Which HLA class I molecule presents leader seqeunces of other HLA class I molecules to signal the cell is normal to NK cells? What occurs in the absence of this molecule?



Which is the typical result of NK cells binding to cell surface molecules: inhibition or activation?

How do many pathogens and tumors avoid recognition by CTLs? How does this make them vulnerable to NK cells?

Typically inhibition overrides activation. Although if activation signals are greater than inhibition signals NK cell responds to the target cell.

Many pathogens and tumors avoid recognition by CTLs by down modulating MHC class I molecules. However, this make the pathogen infected cells or tumor cell vulnerable to attack by NK cells since they lack MHC class I molecules and would not be able to trigger the inhibitory receptor on the NK cells.


Pathogen infected target cells or tumor cells bound by Ab are targets for NK cell destruction through what mechanism? Describe this process and the receptors involved. What Ig is this mediated through? (IgM, IgE, etc.)

Antibody dependent cell-mediated cytotoxicity (ADCC)

a. Pathogen infected target cells or tumor cells bound by antibody are targets for NK cell destruction by a mechanism know as antibody-dependent cell-
mediated cytotoxicity (ADCC).

b.

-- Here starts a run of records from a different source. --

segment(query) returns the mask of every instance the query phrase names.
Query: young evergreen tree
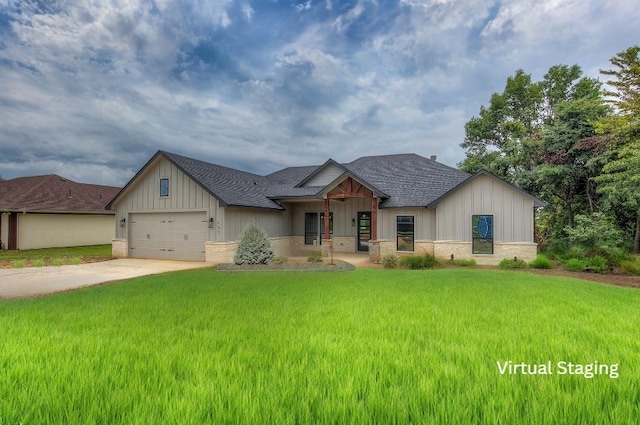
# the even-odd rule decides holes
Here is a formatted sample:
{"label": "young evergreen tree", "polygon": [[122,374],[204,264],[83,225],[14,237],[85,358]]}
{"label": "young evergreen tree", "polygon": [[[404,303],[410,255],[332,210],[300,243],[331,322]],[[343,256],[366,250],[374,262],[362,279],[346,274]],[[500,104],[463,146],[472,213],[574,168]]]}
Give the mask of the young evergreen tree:
{"label": "young evergreen tree", "polygon": [[249,223],[240,235],[240,244],[233,258],[235,264],[267,264],[273,260],[273,248],[260,226]]}

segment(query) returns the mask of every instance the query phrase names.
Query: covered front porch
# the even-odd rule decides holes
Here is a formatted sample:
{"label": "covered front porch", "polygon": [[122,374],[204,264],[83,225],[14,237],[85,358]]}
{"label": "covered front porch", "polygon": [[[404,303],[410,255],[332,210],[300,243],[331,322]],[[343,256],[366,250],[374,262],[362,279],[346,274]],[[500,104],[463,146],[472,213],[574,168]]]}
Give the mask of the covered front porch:
{"label": "covered front porch", "polygon": [[291,212],[295,249],[321,250],[326,257],[332,252],[369,253],[372,261],[378,261],[377,195],[348,176],[317,197],[282,202]]}

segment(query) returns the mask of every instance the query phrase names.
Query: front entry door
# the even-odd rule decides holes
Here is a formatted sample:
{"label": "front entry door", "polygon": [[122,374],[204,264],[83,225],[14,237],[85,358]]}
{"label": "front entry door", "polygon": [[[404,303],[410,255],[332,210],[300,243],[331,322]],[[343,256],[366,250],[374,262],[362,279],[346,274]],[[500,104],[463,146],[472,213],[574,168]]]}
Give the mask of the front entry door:
{"label": "front entry door", "polygon": [[371,211],[358,212],[358,251],[369,251]]}

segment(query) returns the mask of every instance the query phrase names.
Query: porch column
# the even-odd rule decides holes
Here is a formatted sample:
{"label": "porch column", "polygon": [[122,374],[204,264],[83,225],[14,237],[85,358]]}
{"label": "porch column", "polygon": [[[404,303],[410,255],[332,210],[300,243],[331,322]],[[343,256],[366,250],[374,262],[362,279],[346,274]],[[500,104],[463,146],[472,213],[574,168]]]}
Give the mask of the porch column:
{"label": "porch column", "polygon": [[371,240],[369,241],[369,261],[380,263],[380,241],[378,240],[378,198],[371,198]]}
{"label": "porch column", "polygon": [[333,264],[333,240],[331,239],[331,215],[329,213],[329,195],[324,199],[324,238],[322,239],[322,256],[330,257]]}
{"label": "porch column", "polygon": [[324,238],[331,239],[331,226],[329,225],[329,197],[324,198]]}
{"label": "porch column", "polygon": [[378,198],[371,198],[371,240],[378,240]]}

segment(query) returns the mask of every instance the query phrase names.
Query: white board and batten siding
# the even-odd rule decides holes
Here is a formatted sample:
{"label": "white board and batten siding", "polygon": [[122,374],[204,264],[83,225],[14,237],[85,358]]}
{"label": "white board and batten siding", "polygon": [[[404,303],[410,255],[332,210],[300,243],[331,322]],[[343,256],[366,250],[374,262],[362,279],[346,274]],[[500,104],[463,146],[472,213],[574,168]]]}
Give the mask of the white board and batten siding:
{"label": "white board and batten siding", "polygon": [[242,232],[249,223],[255,223],[270,238],[291,234],[291,211],[266,210],[258,208],[225,208],[227,224],[224,238],[227,241],[239,241]]}
{"label": "white board and batten siding", "polygon": [[[167,197],[160,196],[161,178],[169,179]],[[122,219],[125,226],[120,226]],[[224,209],[160,157],[119,200],[116,237],[128,239],[131,257],[204,261],[205,242],[223,240]]]}
{"label": "white board and batten siding", "polygon": [[438,203],[436,239],[471,240],[471,217],[493,215],[496,242],[533,242],[533,200],[486,175],[460,187]]}

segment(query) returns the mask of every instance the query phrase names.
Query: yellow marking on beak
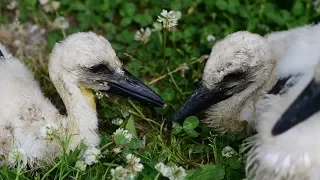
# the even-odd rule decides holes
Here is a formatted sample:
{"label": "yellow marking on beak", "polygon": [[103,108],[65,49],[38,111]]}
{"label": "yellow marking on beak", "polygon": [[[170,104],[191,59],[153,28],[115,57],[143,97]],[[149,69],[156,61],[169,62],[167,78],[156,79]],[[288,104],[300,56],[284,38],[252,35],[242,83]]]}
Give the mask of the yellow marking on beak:
{"label": "yellow marking on beak", "polygon": [[94,94],[93,94],[92,90],[88,89],[88,88],[81,87],[81,86],[79,86],[79,88],[80,88],[81,93],[84,95],[84,97],[86,97],[91,108],[94,111],[97,111],[96,101],[95,101]]}

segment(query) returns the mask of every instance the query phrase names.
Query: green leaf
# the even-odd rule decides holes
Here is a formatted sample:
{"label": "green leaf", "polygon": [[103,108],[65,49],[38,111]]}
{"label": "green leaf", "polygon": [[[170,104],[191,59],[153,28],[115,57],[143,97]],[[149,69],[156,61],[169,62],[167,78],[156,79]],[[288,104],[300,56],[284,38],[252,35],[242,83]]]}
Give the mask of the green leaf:
{"label": "green leaf", "polygon": [[117,134],[114,136],[114,141],[116,142],[117,146],[127,144],[127,139],[122,134]]}
{"label": "green leaf", "polygon": [[134,124],[133,116],[129,117],[125,129],[128,130],[133,137],[137,137],[137,131],[136,131],[136,126]]}
{"label": "green leaf", "polygon": [[199,125],[199,119],[196,116],[187,117],[183,122],[183,129],[194,129]]}
{"label": "green leaf", "polygon": [[292,13],[295,16],[301,16],[302,14],[304,14],[304,6],[301,1],[295,1],[292,8]]}
{"label": "green leaf", "polygon": [[140,148],[140,140],[138,138],[132,138],[129,143],[130,149],[139,149]]}
{"label": "green leaf", "polygon": [[216,6],[220,10],[226,10],[228,7],[228,4],[225,0],[218,0],[216,1]]}
{"label": "green leaf", "polygon": [[184,132],[191,137],[198,137],[199,133],[193,129],[184,129]]}
{"label": "green leaf", "polygon": [[153,22],[152,17],[148,14],[136,14],[133,17],[133,21],[140,24],[142,27],[150,25]]}
{"label": "green leaf", "polygon": [[123,26],[123,27],[126,27],[126,26],[128,26],[129,24],[131,24],[131,22],[132,22],[131,17],[125,17],[125,18],[123,18],[123,19],[121,20],[120,25]]}
{"label": "green leaf", "polygon": [[168,87],[164,89],[161,95],[164,101],[172,101],[176,96],[176,91],[173,88]]}
{"label": "green leaf", "polygon": [[120,14],[122,17],[132,17],[135,14],[135,12],[136,5],[131,2],[124,3],[120,10]]}
{"label": "green leaf", "polygon": [[182,126],[179,123],[173,123],[173,133],[178,134],[182,131]]}
{"label": "green leaf", "polygon": [[224,178],[225,170],[222,165],[205,164],[197,170],[188,170],[187,174],[190,180],[219,180]]}
{"label": "green leaf", "polygon": [[230,167],[231,167],[232,169],[240,169],[240,168],[241,168],[241,162],[238,161],[238,160],[231,161],[231,162],[229,163],[229,165],[230,165]]}

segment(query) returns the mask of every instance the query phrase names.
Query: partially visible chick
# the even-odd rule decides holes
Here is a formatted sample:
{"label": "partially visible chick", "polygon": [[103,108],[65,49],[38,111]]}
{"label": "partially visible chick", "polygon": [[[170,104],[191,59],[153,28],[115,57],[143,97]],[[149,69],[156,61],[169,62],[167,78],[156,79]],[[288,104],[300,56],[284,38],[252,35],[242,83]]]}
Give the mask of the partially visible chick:
{"label": "partially visible chick", "polygon": [[[257,116],[266,108],[265,92],[285,92],[299,74],[316,64],[320,55],[320,38],[314,38],[314,34],[320,34],[317,32],[320,25],[265,37],[236,32],[216,43],[206,63],[202,85],[173,115],[169,126],[206,110],[203,122],[219,132],[251,132]],[[302,57],[309,63],[299,61]],[[286,69],[287,64],[292,65],[291,71]]]}
{"label": "partially visible chick", "polygon": [[313,71],[287,93],[269,99],[257,121],[258,134],[247,140],[249,179],[320,179],[320,64],[314,77]]}

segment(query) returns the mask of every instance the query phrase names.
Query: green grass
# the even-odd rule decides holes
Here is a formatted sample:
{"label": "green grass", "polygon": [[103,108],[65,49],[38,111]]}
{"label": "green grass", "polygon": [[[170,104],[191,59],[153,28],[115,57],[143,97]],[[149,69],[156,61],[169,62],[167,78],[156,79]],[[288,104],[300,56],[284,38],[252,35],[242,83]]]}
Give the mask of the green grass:
{"label": "green grass", "polygon": [[[0,4],[0,24],[12,22],[14,11],[6,8],[8,0]],[[244,153],[241,153],[245,134],[219,135],[214,129],[198,125],[192,117],[188,124],[175,129],[170,135],[164,121],[177,110],[201,81],[206,55],[214,43],[239,30],[264,35],[316,22],[319,7],[311,0],[61,0],[57,11],[46,13],[37,0],[20,0],[18,17],[21,24],[31,21],[48,31],[46,54],[55,42],[65,35],[79,31],[94,31],[105,36],[116,50],[124,66],[133,75],[148,84],[166,101],[167,107],[144,107],[137,102],[117,98],[97,100],[101,150],[103,157],[95,165],[81,172],[74,166],[81,150],[63,154],[55,164],[39,169],[20,170],[2,167],[0,179],[110,179],[110,170],[126,166],[125,154],[141,158],[144,169],[136,179],[161,179],[154,166],[158,162],[173,163],[187,169],[188,179],[243,179]],[[162,9],[181,11],[182,17],[173,31],[152,32],[147,43],[137,42],[134,35],[140,28],[156,22]],[[52,28],[57,16],[70,22],[65,31]],[[216,41],[208,42],[213,35]],[[0,36],[1,37],[1,36]],[[1,39],[0,39],[1,42]],[[47,56],[48,56],[47,55]],[[35,72],[44,93],[64,112],[64,106],[48,79],[44,58],[41,66],[37,60],[25,58]],[[184,68],[185,66],[188,68]],[[124,111],[126,113],[124,113]],[[129,116],[126,114],[129,113]],[[200,114],[199,119],[202,115]],[[121,144],[112,138],[118,128],[112,119],[122,118],[123,128],[134,138],[130,144]],[[120,144],[119,144],[120,143]],[[114,154],[113,148],[121,145],[123,151]],[[222,149],[231,146],[236,154],[222,157]]]}

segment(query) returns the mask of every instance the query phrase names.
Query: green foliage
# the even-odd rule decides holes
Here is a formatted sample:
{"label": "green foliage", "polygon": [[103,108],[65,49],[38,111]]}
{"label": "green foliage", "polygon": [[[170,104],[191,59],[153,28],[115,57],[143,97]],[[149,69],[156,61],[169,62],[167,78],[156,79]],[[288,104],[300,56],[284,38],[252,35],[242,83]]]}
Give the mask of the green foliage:
{"label": "green foliage", "polygon": [[[128,153],[140,157],[144,165],[136,179],[158,178],[159,174],[154,168],[158,162],[183,166],[188,169],[187,179],[243,179],[244,157],[240,149],[245,134],[217,135],[214,130],[199,124],[197,117],[191,116],[182,126],[175,124],[173,134],[167,135],[163,121],[180,107],[196,84],[201,82],[204,67],[201,56],[208,55],[219,39],[239,30],[264,35],[315,22],[320,18],[316,11],[319,7],[314,7],[311,0],[285,2],[61,0],[57,11],[46,13],[37,0],[19,0],[20,22],[33,21],[48,30],[48,52],[57,41],[64,39],[64,33],[97,32],[111,42],[125,68],[159,93],[167,107],[153,109],[115,97],[97,100],[103,155],[99,163],[80,172],[74,166],[81,150],[69,154],[64,151],[54,165],[37,170],[1,168],[0,179],[110,179],[110,170],[118,165],[125,166],[124,157]],[[0,3],[1,24],[14,18],[15,12],[6,7],[8,3],[9,0]],[[153,31],[147,43],[135,41],[136,31],[152,28],[162,9],[182,12],[177,27],[173,31]],[[52,22],[58,16],[66,17],[71,24],[65,32],[52,27]],[[209,35],[215,36],[216,40],[208,42]],[[187,68],[181,68],[184,63]],[[46,94],[55,92],[43,72],[35,73]],[[114,118],[122,118],[125,123],[121,127],[133,134],[130,143],[123,135],[112,136],[118,128],[111,124]],[[113,150],[119,146],[122,153],[115,154]],[[230,158],[222,157],[221,151],[226,146],[234,148],[237,154]]]}

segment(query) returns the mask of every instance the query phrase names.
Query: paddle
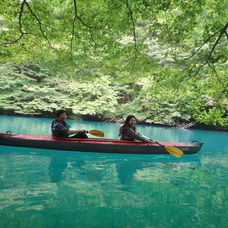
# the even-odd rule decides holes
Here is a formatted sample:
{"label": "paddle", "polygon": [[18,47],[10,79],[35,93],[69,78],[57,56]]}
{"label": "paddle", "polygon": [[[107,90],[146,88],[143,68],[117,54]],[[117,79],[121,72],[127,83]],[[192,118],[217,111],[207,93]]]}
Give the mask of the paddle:
{"label": "paddle", "polygon": [[[145,135],[143,135],[143,137],[148,138],[148,137],[145,136]],[[149,138],[148,138],[148,139],[149,139]],[[174,146],[164,146],[164,145],[160,144],[160,143],[157,142],[157,141],[154,141],[154,142],[157,143],[158,145],[164,147],[165,150],[166,150],[168,153],[172,154],[173,156],[176,156],[176,157],[180,158],[180,157],[182,157],[183,154],[184,154],[184,152],[183,152],[182,150],[180,150],[179,148],[177,148],[177,147],[174,147]]]}
{"label": "paddle", "polygon": [[104,137],[104,132],[99,130],[91,130],[91,131],[87,131],[86,133],[89,133],[91,135],[98,136],[98,137]]}
{"label": "paddle", "polygon": [[174,147],[174,146],[164,146],[164,145],[160,144],[159,142],[155,142],[155,143],[157,143],[158,145],[164,147],[165,150],[166,150],[168,153],[170,153],[170,154],[172,154],[172,155],[174,155],[174,156],[176,156],[176,157],[178,157],[178,158],[182,157],[183,154],[184,154],[183,151],[180,150],[180,149],[177,148],[177,147]]}

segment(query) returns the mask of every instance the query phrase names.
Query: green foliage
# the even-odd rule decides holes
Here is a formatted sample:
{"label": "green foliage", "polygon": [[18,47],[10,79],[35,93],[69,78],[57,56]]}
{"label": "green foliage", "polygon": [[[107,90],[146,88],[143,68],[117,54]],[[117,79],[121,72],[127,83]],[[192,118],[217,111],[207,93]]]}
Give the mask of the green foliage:
{"label": "green foliage", "polygon": [[[0,109],[227,126],[227,8],[225,0],[3,0]],[[34,64],[39,72],[24,68]]]}

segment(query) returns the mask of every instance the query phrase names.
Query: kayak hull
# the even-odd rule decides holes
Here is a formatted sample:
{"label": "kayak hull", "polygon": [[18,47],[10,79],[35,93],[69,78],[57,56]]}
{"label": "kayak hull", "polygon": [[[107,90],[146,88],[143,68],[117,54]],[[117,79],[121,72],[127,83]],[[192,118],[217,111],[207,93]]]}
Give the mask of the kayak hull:
{"label": "kayak hull", "polygon": [[[203,144],[200,142],[159,143],[164,146],[177,147],[181,149],[184,154],[197,153]],[[97,153],[168,154],[163,146],[156,143],[98,138],[55,138],[51,135],[18,135],[0,133],[0,145]]]}

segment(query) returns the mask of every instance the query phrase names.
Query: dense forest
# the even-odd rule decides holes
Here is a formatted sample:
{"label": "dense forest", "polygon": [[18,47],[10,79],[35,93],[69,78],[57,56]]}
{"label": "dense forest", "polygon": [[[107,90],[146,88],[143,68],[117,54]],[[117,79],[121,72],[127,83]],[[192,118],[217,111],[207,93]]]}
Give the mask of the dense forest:
{"label": "dense forest", "polygon": [[3,0],[0,113],[228,130],[226,0]]}

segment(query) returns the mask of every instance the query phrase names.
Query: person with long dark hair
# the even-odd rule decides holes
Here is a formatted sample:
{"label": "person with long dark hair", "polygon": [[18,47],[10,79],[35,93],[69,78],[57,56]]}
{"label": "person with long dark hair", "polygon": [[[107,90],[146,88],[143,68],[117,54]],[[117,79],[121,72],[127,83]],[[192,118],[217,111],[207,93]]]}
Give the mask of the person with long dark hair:
{"label": "person with long dark hair", "polygon": [[56,111],[56,119],[52,121],[52,135],[61,138],[88,138],[86,130],[74,130],[66,123],[67,114],[63,109]]}
{"label": "person with long dark hair", "polygon": [[141,142],[156,142],[155,140],[149,139],[141,135],[136,130],[137,119],[134,115],[127,116],[124,124],[119,129],[119,137],[121,140],[129,141],[141,141]]}

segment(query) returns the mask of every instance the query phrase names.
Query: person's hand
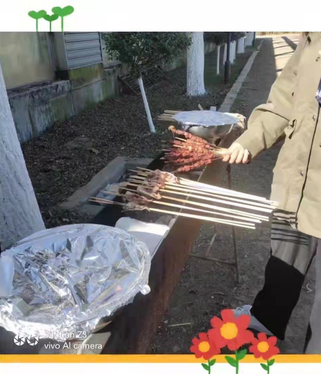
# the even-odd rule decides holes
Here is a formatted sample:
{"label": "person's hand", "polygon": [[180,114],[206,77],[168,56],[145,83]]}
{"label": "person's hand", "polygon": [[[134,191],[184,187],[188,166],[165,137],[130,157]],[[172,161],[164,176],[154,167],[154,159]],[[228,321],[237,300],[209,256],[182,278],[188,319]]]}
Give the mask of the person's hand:
{"label": "person's hand", "polygon": [[234,142],[226,151],[223,160],[230,163],[247,163],[250,160],[250,153],[239,143]]}

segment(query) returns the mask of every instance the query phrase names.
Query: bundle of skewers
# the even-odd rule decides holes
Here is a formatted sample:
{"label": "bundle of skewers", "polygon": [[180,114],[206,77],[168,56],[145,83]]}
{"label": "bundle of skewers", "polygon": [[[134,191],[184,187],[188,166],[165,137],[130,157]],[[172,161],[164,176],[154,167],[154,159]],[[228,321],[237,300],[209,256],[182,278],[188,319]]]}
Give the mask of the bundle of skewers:
{"label": "bundle of skewers", "polygon": [[214,160],[222,159],[227,150],[189,132],[177,130],[174,126],[170,126],[169,130],[173,139],[164,141],[166,148],[159,150],[165,152],[163,159],[174,173],[191,171],[208,165]]}
{"label": "bundle of skewers", "polygon": [[[277,206],[277,203],[264,197],[177,178],[160,170],[137,168],[131,171],[132,174],[120,184],[118,192],[102,191],[107,197],[121,196],[122,202],[107,197],[92,197],[90,202],[118,205],[125,211],[147,210],[252,229],[256,223],[269,220],[268,215],[259,212],[271,213]],[[154,204],[179,210],[158,209]]]}

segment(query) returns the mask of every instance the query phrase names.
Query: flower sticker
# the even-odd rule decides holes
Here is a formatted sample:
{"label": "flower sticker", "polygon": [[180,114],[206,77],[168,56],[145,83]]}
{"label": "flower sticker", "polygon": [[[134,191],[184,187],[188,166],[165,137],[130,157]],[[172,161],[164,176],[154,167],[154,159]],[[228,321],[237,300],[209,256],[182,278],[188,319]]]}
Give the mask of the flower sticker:
{"label": "flower sticker", "polygon": [[250,343],[254,335],[247,330],[251,318],[240,316],[236,318],[233,310],[225,309],[221,312],[222,319],[214,317],[210,321],[213,329],[208,331],[208,337],[218,347],[227,346],[230,351],[237,351],[242,345]]}
{"label": "flower sticker", "polygon": [[253,338],[249,350],[254,355],[256,358],[263,358],[266,360],[266,364],[261,364],[262,368],[270,372],[270,367],[274,363],[275,360],[272,358],[280,353],[280,349],[276,346],[277,339],[275,337],[267,338],[266,334],[260,333],[258,334],[258,338]]}
{"label": "flower sticker", "polygon": [[192,340],[192,344],[189,350],[195,354],[196,358],[203,358],[208,360],[208,365],[202,364],[202,366],[210,374],[211,367],[216,361],[213,357],[216,355],[219,355],[221,350],[209,338],[206,333],[199,334],[198,338],[194,338]]}

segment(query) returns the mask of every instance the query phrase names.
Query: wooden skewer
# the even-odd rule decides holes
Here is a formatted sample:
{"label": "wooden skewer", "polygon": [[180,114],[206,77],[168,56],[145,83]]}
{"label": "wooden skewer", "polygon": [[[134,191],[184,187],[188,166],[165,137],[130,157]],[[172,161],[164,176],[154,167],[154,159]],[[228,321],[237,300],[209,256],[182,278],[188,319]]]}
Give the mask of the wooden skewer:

ADCC occurs when Fc gamma receptor type III (FcRγIII or CD16) on the NK cells binds to the Fc portion of a IgG molecule.

c. FcRγIII bound by antibody triggers NK cells to release the lytic content of their granules onto the pathogen-infected cell surface and in turn kill the infected cell.

Note: CD16 is not as sensitive to inhibitory signals as the NKG2D receptor. The Ab signal is so strong that it overrides inactivation.